The Orchestrator (Qwen for President)

The Orchestrator (Qwen for President)

Qwen in Practice

In the last post, we set up Qwen-3.6 and connected it to Claude Code, allowing us to host our own LLM instead of relying on paid API tokens. It was time to find out whether it could actually be used for practical work. Having a local chatbot was nice enough, but we wanted to add some additional capabilities so that our self-hosted setup would move a bit closer to the experience offered by commercial AI platforms. The first feature we decided to tackle was local image generation directly from chat.

The basic problem is that VRAM is limited. In our case, we have 32GB available on the RTX 5090, and Qwen-3.6, which powers our OpenWebUI setup, already fills most of it. A serious image generation model running through ComfyUI — in our case Flux.2 — also consumes a large amount of VRAM, so there is no realistic way to run both at the same time on the GPU.

We could try heavily offloading parts of the models to system RAM, where we have 128GB available, but that comes with a significant performance penalty. The models would still run, just much more slowly, which largely defeats the purpose of having powerful local hardware in the first place.

The Orchestrator

The solution we found is using an orchestrator middleware that sits between OpenWebUI and the image generation stack. It exposes an image generation API to OpenWebUI, but instead of trying to keep everything running simultaneously, it dynamically switches between the language model and the image generation model depending on what is needed at the time.

When an image generation request arrives, the orchestrator performs the following sequence:

  1. Stop the llama.cpp container hosting Qwen-3.6

  2. Start ComfyUI with the image generation configuration

  3. Submit the image generation request and wait for the result

  4. Shut down ComfyUI

  5. Restart llama.cpp

  6. Return the generated image to OpenWebUI

This allows both OpenWebUI and ComfyUI to make full use of the GPU while they are running, instead of competing for the same limited pool of VRAM. OpenWebUI does not even need to be aware that the underlying model has been stopped and restarted while the image is being generated. It simply issues an image generation request and waits for the result. It does not need to know that the underlying language model has been shut down and restarted while the tool call is being processed.
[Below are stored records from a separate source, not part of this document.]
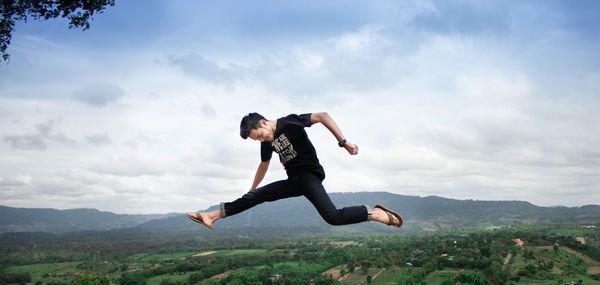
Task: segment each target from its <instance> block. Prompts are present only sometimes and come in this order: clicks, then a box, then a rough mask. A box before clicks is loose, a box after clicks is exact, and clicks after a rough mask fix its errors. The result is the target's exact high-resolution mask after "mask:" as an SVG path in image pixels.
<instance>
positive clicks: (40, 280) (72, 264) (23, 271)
mask: <svg viewBox="0 0 600 285" xmlns="http://www.w3.org/2000/svg"><path fill="white" fill-rule="evenodd" d="M79 264H81V262H62V263H41V264H32V265H21V266H11V267H9V268H7V269H6V272H14V273H17V272H29V273H30V274H31V280H32V281H33V282H37V281H43V282H60V281H63V280H64V279H66V278H68V279H71V278H73V277H74V276H75V274H77V273H80V272H82V270H79V269H76V267H77V265H79Z"/></svg>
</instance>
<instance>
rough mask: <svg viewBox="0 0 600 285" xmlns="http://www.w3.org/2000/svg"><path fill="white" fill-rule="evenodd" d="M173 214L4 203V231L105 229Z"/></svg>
mask: <svg viewBox="0 0 600 285" xmlns="http://www.w3.org/2000/svg"><path fill="white" fill-rule="evenodd" d="M172 215H173V214H170V215H119V214H114V213H111V212H102V211H98V210H96V209H71V210H55V209H28V208H11V207H5V206H0V232H55V233H60V232H73V231H89V230H92V231H104V230H110V229H117V228H125V227H134V226H136V225H139V224H142V223H145V222H148V221H150V220H152V219H157V218H158V219H160V218H166V217H170V216H172Z"/></svg>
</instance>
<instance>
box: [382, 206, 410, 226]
mask: <svg viewBox="0 0 600 285" xmlns="http://www.w3.org/2000/svg"><path fill="white" fill-rule="evenodd" d="M375 208H378V209H381V210H382V211H384V212H385V213H386V214H388V223H387V225H388V226H394V227H397V228H399V227H401V226H402V224H404V221H403V220H402V217H401V216H400V215H399V214H398V213H396V212H394V211H392V210H390V209H388V208H386V207H384V206H382V205H379V204H377V205H376V206H375Z"/></svg>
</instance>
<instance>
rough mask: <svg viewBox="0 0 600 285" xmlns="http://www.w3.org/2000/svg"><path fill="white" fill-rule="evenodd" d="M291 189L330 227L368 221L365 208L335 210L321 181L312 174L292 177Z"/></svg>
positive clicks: (350, 208)
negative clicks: (309, 206) (303, 197)
mask: <svg viewBox="0 0 600 285" xmlns="http://www.w3.org/2000/svg"><path fill="white" fill-rule="evenodd" d="M292 184H293V185H292V187H293V188H295V189H298V191H297V192H301V193H303V194H304V196H306V198H308V200H309V201H310V202H311V203H312V204H313V205H314V206H315V208H316V209H317V211H318V212H319V214H320V215H321V217H323V219H324V220H325V221H326V222H327V223H329V224H331V225H348V224H356V223H361V222H365V221H367V220H368V216H369V213H368V210H367V207H366V206H353V207H345V208H342V209H337V208H336V207H335V205H333V202H331V199H330V198H329V195H328V194H327V192H326V191H325V188H324V187H323V184H322V182H321V179H319V178H318V177H317V176H315V175H312V174H302V175H299V176H297V177H294V179H293V180H292Z"/></svg>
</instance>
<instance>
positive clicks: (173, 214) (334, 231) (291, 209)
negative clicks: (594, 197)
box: [0, 192, 600, 234]
mask: <svg viewBox="0 0 600 285" xmlns="http://www.w3.org/2000/svg"><path fill="white" fill-rule="evenodd" d="M330 196H331V199H332V200H333V202H334V203H335V204H336V206H338V208H339V207H343V206H351V205H363V204H369V205H375V204H377V203H382V204H384V205H385V206H387V207H389V208H392V209H396V210H398V211H399V212H400V213H401V214H402V215H403V217H404V219H405V226H404V227H403V229H404V231H409V232H410V231H438V230H451V229H457V228H464V227H474V226H501V225H516V224H588V223H597V222H598V221H600V206H598V205H589V206H583V207H538V206H535V205H533V204H530V203H528V202H523V201H477V200H455V199H447V198H442V197H437V196H428V197H416V196H404V195H397V194H391V193H387V192H359V193H330ZM217 207H218V206H212V207H210V208H209V209H211V210H212V209H217ZM216 225H217V229H220V230H231V229H237V230H240V229H244V228H247V229H248V230H249V231H250V230H253V231H275V232H276V231H279V230H286V231H289V230H291V229H294V228H295V229H303V230H306V231H310V232H327V233H333V234H335V233H339V234H343V233H349V232H357V231H358V232H361V231H365V230H371V229H377V230H378V231H388V230H389V231H391V230H393V229H392V228H388V227H382V226H381V225H377V224H375V223H362V224H358V225H351V226H342V227H332V226H329V225H327V224H326V223H325V222H324V221H323V220H322V219H321V217H320V216H319V215H318V213H317V211H316V210H315V209H314V207H313V206H312V204H310V203H309V202H308V200H306V199H305V198H304V197H298V198H291V199H285V200H281V201H276V202H273V203H264V204H262V205H258V206H256V207H254V208H253V209H251V210H249V211H246V212H244V213H241V214H238V215H236V216H232V217H228V218H225V219H222V220H220V221H218V222H217V224H216ZM126 227H135V228H137V229H139V230H148V231H158V232H162V231H188V230H203V231H204V230H205V229H204V227H202V226H200V225H198V224H196V223H193V222H191V221H190V220H188V219H187V218H186V217H185V215H184V214H171V215H118V214H114V213H110V212H100V211H98V210H93V209H75V210H62V211H60V210H52V209H20V208H9V207H2V206H0V232H19V231H21V232H22V231H48V232H67V231H82V230H107V229H116V228H126Z"/></svg>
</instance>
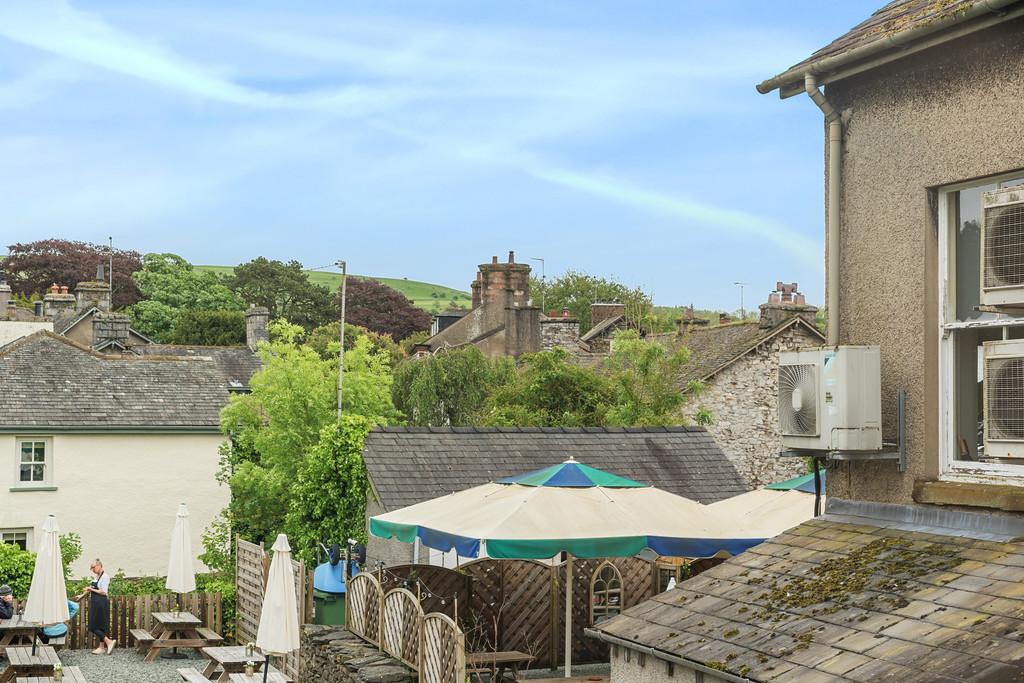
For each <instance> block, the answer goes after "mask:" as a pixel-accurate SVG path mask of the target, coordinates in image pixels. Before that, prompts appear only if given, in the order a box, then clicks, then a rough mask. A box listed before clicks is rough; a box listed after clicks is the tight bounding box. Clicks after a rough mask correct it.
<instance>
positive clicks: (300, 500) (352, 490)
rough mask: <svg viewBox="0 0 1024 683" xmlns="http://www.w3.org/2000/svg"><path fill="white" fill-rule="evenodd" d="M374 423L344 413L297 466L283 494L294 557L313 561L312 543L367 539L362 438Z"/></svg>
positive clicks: (318, 543) (365, 435)
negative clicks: (292, 475)
mask: <svg viewBox="0 0 1024 683" xmlns="http://www.w3.org/2000/svg"><path fill="white" fill-rule="evenodd" d="M371 427H373V422H372V421H371V420H369V419H367V418H365V417H362V416H358V415H345V416H343V417H342V419H341V421H340V422H335V423H332V424H330V425H328V426H327V427H325V428H324V431H323V432H322V433H321V439H319V442H318V443H316V445H315V446H313V449H312V450H311V451H310V452H309V455H308V456H307V457H306V458H305V460H304V461H303V462H302V464H301V465H300V466H299V472H298V477H297V479H296V481H295V484H294V485H293V486H292V489H291V493H290V496H289V499H288V517H287V520H286V526H287V528H288V537H289V539H290V540H291V541H292V545H293V546H294V547H296V548H297V549H298V550H297V553H296V554H297V556H298V557H300V558H302V559H305V560H306V561H307V562H314V561H315V557H316V551H315V549H316V547H317V544H321V543H324V544H330V543H332V542H335V543H340V544H342V545H344V543H345V542H346V540H347V539H356V540H359V541H366V536H367V531H366V521H365V516H366V509H367V489H368V487H369V480H368V479H367V468H366V465H365V464H364V462H362V442H364V441H365V440H366V437H367V433H368V432H369V431H370V429H371Z"/></svg>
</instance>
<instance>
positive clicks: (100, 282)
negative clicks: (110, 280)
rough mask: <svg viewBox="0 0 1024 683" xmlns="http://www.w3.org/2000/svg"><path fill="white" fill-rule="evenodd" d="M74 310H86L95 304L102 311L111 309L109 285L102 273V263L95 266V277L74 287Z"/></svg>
mask: <svg viewBox="0 0 1024 683" xmlns="http://www.w3.org/2000/svg"><path fill="white" fill-rule="evenodd" d="M75 296H76V298H77V302H76V310H79V311H83V310H88V309H89V308H92V307H93V306H95V307H96V308H98V309H99V311H100V312H102V313H109V312H110V311H111V286H110V284H108V282H106V276H105V274H104V273H103V264H102V263H100V264H99V265H98V266H97V267H96V279H95V280H94V281H91V282H89V281H86V282H84V283H79V284H78V287H76V288H75Z"/></svg>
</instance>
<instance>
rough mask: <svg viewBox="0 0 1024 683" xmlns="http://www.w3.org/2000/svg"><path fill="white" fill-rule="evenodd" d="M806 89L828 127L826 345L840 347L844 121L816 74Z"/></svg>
mask: <svg viewBox="0 0 1024 683" xmlns="http://www.w3.org/2000/svg"><path fill="white" fill-rule="evenodd" d="M804 90H806V91H807V94H808V95H810V97H811V99H812V100H814V103H815V104H817V105H818V109H819V110H821V113H822V114H824V115H825V122H826V123H827V124H828V186H827V187H826V189H825V204H826V206H827V207H828V210H827V211H828V213H827V216H826V219H825V250H826V261H827V266H826V267H825V293H826V296H827V303H826V304H825V305H826V307H827V309H828V310H827V313H828V327H827V329H826V330H825V334H826V340H827V344H828V345H829V346H837V345H838V344H839V255H840V254H839V240H840V237H839V221H840V217H839V215H840V214H839V210H840V198H839V195H840V188H841V187H842V186H843V185H842V182H841V181H842V173H843V121H842V118H841V117H840V115H839V112H837V111H836V109H835V108H834V106H833V105H831V103H830V102H829V101H828V100H827V99H825V96H824V94H822V92H821V90H819V89H818V83H817V80H816V79H815V78H814V74H805V75H804Z"/></svg>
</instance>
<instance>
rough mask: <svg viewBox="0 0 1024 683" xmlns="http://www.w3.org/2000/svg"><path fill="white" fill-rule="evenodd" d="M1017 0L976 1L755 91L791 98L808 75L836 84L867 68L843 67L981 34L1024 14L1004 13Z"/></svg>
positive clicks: (847, 52)
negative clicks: (960, 8) (980, 19)
mask: <svg viewBox="0 0 1024 683" xmlns="http://www.w3.org/2000/svg"><path fill="white" fill-rule="evenodd" d="M1018 1H1019V0H977V1H976V2H975V3H974V4H973V5H971V7H969V8H968V9H967V10H965V11H964V12H953V13H951V14H949V15H947V16H944V17H942V18H940V19H936V20H934V22H930V23H927V24H924V25H922V24H918V25H916V26H913V27H910V28H908V29H903V30H902V31H896V32H894V33H892V34H889V35H885V36H883V37H881V38H878V39H876V40H872V41H871V42H869V43H865V44H863V45H860V46H858V47H855V48H853V49H850V50H847V51H846V52H841V53H840V54H833V55H829V56H827V57H821V58H820V59H815V60H814V61H811V62H810V63H806V65H801V66H797V67H794V68H792V69H790V70H787V71H785V72H783V73H781V74H779V75H778V76H775V77H773V78H770V79H768V80H766V81H763V82H762V83H760V84H758V86H757V88H758V92H760V93H761V94H767V93H769V92H771V91H772V90H775V89H776V88H777V89H779V96H780V97H783V98H784V97H791V96H793V95H795V94H797V93H798V92H799V85H795V84H796V83H799V81H800V79H801V78H803V77H804V76H806V75H808V74H811V75H813V76H820V77H823V78H821V83H823V84H824V83H828V82H831V81H837V80H839V79H840V78H842V77H844V76H849V75H851V74H852V73H856V72H857V71H862V70H863V69H865V68H868V67H867V66H866V65H862V66H860V67H858V68H857V69H856V71H850V72H844V71H843V70H844V69H845V68H847V67H850V66H851V65H853V63H854V62H856V61H860V60H862V59H868V58H870V57H877V56H878V57H879V58H878V59H877V60H876V61H874V62H873V63H872V65H870V68H873V67H878V66H881V65H883V63H886V62H888V61H892V60H894V59H898V58H899V57H901V56H904V55H905V54H907V53H908V52H911V51H918V50H920V49H925V48H926V47H934V46H935V45H939V44H941V43H944V42H947V41H950V40H954V39H956V38H961V37H963V36H966V35H968V34H971V33H974V32H975V31H980V30H982V29H986V28H988V27H990V26H993V25H995V24H1000V23H1002V22H1006V20H1008V19H1011V18H1015V17H1017V16H1021V15H1022V14H1024V7H1022V8H1018V9H1016V10H1014V11H1012V12H1006V11H1005V8H1006V7H1008V6H1010V5H1012V4H1015V3H1016V2H1018ZM993 12H995V13H1000V14H999V15H998V16H986V15H988V14H990V13H993ZM977 17H985V18H984V20H982V22H979V23H976V24H972V25H970V26H963V27H958V30H956V31H950V32H946V33H944V34H943V35H941V36H936V37H935V38H934V40H932V41H929V42H928V44H927V45H914V46H913V47H912V48H911V47H907V44H908V43H910V42H912V41H915V40H920V39H922V38H926V37H929V36H933V35H934V34H937V33H939V32H941V31H944V30H946V29H949V28H951V27H957V25H963V24H966V23H968V22H970V20H971V19H973V18H977ZM887 50H896V51H895V52H894V53H893V54H889V55H885V56H881V55H882V53H883V52H886V51H887Z"/></svg>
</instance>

Of course, there is some overhead associated with stopping and starting models, but it is still much better than running them heavily offloaded to system RAM. Once the new model is loaded into memory, it can use the entire GPU at maximum efficiency.

Look Ma, No Brains!

One particularly interesting observation during development was that Claude Code itself was using the local Qwen-3.6 instance running through the very same llama.cpp container that the orchestrator needed to shut down during testing. As a result, it happened quite a few times that Claude Code initiated an end-to-end test, the orchestrator stopped llama.cpp as part of the workflow, and then brought it back online once the image generation cycle had completed.

This meant that Claude Code was effectively performing brain surgery on itself while believing it was simply testing an orchestrator completely unrelated to its own operation.

Most of the time it did not seem to notice at all. In some cases it attempted to start additional sub-agents while llama.cpp was offline, entered a retry loop for a short period, and then continued normally once the model became available again. Despite repeatedly losing access to the very LLM powering it, Claude Code was generally able to recover gracefully and continue its work without any intervention.

Final Thoughts

Of course, we would be lying if we said that relatively small local LLMs are superior to serious cloud-based models. Quite the opposite. Having Opus 4.8 behind Claude Code is an entirely different weight class. You have to explain things fewer times, it makes fewer mistakes, and you can generally trust it to make better decisions. Local models require more patience. You have to explain things repeatedly, correct them more often, and occasionally guide them back onto the right track. But in the end, Qwen was able to fight its way through the problem. It implemented the orchestrator, added fallback paths for failure scenarios, and generally managed to get the system into a state where it could recover gracefully if something went wrong.

More importantly, there is a certain freedom in owning the entire stack. You can burn through thousands of prompts, run questionable experiments, get stuck down obscure rabbit holes, and generally waste tokens with complete abandon. The marginal cost is low enough that you never have to think about it. Whether or not the setup is objectively cheaper than commercial alternatives, it certainly feels different when every interaction is no longer tied to an API bill.